On Mon, Mar 13, 2017 at 04:51:58PM +0900, Martin J. Dürst wrote:
> My personal opinion is that we could try to fix this by changing the
> following:
> 
> >>>>
>    JSON text SHALL be encoded in UTF-8, UTF-16, or UTF-32 [UNICODE]
>    (Section 3).  The default encoding is UTF-8, and JSON texts that are
>    encoded in UTF-8 are interoperable in the sense that they will be
>    read successfully by the maximum number of implementations; there are
>    many implementations that cannot successfully read texts in other
>    encodings (such as UTF-16 and UTF-32).
> >>>>
> 
> to something like the following:
> 
> >>>>
>    JSON text SHOULD be encoded in UTF-8 [UNICODE]
>    (Section 3).  JSON texts that are
>    encoded in UTF-8 are interoperable in the sense that they will be
>    read successfully by the maximum number of implementations.
> 
>    There are
>    many implementations that cannot successfully read texts in other
>    encodings (such as UTF-16 and UTF-32). JSON text MAY be encoded in
>    UTF-16 or UTF-32 [UNICODE] (Section 3) if the sender is sure that
>    the intended recipients can read them.
> >>>>
> 
> That should then go together with a MIME registration that only lists UTF-8.

+1.

I would restore the text from an older draft about how counting the
number of NULs in the first four bytes can be used to determine which of
UTF-8, 16, or 32 the text is encoded in, modified to avoid all talk of
BOMs (which had no consensus):

   Implementors MAY count the number of ASCII NULs in the first four
   bytes of any JSON text to detect which of UTF-8, UTF-16, or UTF-32
   the text is encoded in:

    - if the count is zero, then the text is encoded in UTF-8
    - if the count is one or two, then the text is encoded in UTF-16
    - if the count is three, then the text is encoded in UTF-32

   This results from a) JSON texts having to start with an ASCII
   character, b) no unescaped NULs being allowed in JSON strings, and c)
   any type being allowed at the top-level, thus the first character may
   be a double-quote and the second may be any permissible, unescaped
   Unicode codepoint.  An ASCII character requires a NUL-valued byte in
   UTF-16 encoding, three in UTF-32, and none in UTF-8.

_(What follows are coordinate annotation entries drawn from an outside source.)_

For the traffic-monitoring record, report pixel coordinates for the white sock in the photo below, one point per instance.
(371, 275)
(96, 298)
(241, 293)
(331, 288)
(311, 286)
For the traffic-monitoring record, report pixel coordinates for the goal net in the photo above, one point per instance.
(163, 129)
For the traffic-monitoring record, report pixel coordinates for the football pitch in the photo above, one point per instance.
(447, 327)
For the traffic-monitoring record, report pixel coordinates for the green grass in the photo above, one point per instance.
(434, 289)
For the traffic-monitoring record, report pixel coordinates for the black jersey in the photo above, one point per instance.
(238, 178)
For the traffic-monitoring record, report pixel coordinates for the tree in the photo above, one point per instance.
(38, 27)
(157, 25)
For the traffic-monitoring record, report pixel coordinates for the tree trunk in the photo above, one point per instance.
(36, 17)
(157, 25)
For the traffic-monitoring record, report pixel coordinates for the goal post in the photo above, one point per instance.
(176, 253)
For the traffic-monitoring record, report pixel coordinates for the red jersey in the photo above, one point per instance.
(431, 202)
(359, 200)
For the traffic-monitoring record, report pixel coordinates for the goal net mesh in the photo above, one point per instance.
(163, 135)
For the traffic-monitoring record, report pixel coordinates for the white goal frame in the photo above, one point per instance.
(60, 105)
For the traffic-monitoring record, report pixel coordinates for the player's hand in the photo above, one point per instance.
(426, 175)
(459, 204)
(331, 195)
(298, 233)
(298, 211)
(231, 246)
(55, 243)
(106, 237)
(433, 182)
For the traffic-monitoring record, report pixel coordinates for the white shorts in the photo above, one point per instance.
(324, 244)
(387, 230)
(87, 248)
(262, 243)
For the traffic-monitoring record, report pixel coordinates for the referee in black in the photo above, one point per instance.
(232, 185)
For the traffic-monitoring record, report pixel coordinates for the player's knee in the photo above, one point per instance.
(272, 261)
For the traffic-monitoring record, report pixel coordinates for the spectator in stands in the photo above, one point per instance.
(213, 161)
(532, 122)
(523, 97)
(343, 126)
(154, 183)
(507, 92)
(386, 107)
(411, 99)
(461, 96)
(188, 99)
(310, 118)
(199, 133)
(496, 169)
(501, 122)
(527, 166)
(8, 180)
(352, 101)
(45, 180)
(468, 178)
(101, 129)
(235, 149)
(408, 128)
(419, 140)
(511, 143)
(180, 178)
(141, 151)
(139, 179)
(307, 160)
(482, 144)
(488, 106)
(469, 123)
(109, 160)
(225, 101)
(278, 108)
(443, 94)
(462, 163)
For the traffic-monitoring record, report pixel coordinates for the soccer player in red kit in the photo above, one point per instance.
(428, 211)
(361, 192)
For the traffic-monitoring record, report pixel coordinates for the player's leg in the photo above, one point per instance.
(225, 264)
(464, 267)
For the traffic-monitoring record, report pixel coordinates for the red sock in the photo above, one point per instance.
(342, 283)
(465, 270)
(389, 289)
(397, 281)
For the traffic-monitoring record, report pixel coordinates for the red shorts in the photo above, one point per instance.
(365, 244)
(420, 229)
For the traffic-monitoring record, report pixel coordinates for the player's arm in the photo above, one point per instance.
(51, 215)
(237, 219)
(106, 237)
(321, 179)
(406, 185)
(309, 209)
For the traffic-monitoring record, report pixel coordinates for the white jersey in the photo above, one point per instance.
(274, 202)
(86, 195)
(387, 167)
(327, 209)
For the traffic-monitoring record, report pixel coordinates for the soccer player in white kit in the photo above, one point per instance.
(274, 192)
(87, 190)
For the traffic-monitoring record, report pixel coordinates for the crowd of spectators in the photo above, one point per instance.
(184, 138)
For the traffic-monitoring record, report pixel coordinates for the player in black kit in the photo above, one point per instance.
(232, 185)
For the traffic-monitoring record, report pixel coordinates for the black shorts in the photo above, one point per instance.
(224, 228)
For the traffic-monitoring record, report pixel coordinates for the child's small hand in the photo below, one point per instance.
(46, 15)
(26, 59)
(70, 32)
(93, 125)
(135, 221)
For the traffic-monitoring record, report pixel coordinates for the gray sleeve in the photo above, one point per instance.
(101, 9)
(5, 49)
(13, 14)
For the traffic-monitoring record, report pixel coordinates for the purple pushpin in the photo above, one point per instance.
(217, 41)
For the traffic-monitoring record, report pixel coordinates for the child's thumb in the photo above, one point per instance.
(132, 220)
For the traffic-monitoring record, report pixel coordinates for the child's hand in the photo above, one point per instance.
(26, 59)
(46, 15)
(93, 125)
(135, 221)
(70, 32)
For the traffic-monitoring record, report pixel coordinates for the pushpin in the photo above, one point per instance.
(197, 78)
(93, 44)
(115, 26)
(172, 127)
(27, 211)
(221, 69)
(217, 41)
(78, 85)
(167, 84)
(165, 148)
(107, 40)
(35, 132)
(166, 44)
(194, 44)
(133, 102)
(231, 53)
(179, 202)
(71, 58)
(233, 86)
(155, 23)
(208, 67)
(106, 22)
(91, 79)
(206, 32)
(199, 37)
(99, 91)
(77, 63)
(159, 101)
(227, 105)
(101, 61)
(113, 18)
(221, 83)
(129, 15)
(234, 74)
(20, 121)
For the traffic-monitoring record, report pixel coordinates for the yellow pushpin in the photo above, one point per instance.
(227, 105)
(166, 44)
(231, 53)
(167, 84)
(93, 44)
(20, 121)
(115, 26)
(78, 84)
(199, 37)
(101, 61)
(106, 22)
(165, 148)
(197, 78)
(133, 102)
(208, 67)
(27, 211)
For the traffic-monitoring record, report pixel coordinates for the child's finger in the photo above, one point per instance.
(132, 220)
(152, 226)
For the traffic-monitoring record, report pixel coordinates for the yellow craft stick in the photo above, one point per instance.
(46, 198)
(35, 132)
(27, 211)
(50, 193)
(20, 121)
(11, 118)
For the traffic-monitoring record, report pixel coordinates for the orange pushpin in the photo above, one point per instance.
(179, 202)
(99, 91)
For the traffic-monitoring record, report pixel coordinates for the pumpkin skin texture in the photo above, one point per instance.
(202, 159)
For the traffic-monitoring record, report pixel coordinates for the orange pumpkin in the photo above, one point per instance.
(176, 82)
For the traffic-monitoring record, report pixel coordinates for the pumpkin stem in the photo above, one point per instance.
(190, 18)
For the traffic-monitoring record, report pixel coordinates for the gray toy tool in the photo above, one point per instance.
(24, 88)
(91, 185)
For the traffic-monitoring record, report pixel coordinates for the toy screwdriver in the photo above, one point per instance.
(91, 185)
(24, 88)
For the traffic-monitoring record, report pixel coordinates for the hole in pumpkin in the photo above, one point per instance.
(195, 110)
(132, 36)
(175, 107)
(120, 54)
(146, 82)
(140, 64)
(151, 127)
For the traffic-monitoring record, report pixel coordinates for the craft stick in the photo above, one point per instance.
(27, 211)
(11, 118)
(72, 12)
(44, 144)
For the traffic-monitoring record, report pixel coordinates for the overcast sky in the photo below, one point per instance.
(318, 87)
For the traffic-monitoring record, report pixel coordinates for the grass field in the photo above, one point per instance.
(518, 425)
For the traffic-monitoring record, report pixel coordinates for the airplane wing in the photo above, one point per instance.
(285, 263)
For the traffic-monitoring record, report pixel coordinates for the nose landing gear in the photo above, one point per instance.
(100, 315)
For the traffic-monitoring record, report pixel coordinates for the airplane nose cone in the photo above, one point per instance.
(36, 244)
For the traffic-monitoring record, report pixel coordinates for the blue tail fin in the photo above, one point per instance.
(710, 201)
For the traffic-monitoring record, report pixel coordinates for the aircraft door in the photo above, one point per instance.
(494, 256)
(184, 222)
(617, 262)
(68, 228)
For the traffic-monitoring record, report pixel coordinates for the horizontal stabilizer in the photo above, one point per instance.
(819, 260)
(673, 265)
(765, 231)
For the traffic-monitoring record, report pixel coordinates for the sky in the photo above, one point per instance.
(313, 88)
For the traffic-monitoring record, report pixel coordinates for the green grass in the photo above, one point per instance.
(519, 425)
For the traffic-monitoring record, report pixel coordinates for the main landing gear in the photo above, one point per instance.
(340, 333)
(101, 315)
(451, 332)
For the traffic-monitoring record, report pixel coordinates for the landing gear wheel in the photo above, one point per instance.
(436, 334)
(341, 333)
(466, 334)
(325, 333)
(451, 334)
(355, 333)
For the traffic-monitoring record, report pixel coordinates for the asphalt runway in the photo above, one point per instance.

Note the "MAY".  The idea is that we should be sending (and storing)
JSON texts encoded in UTF-8 per the text I +1'ed above, so we shouldn't
bother recommending or requiring the use of this UTF detection scheme.
But there's no harm in describing it.

See https://www.ietf.org/mail-archive/web/json/current/msg02053.html

The encoding detection algorithm can be optimized a bit since if neither
the first nor the second bytes are NUL-valued then the encoding must be
UTF-8.

The algorithm can also be combined with an understanding of byte
ordering to detect encoding by looking only at the first two bytes in
some cases, but whatever.

ASIDE:

  I don't see any reason not to also include text discussing byte-order
  detection in the UTF-16 and UTF-32 cases, but I don't care very much
  about it, and given the prior lack of consensus for it, there's no
  need to relitigate that point now.  Also, it's pretty obvious how to
  detect byte-order anyways, at least given the text on how to detect
  encoding: just looking at the first two bytes will tell you what the
  byte order is!

  If the first byte is zero-valued, then the byte order is big-endian,
  if the first is not zero-valued but the second is, then the byte order
  is little-endian, and if both, the first and second bytes are
  zero-valued, then the byte order is big-endian; if neither the first
  nor the second bytes are zero-valued then the encoding is UTF-8 and
  byte-order is irrelevant.

Cheers,

Nico
--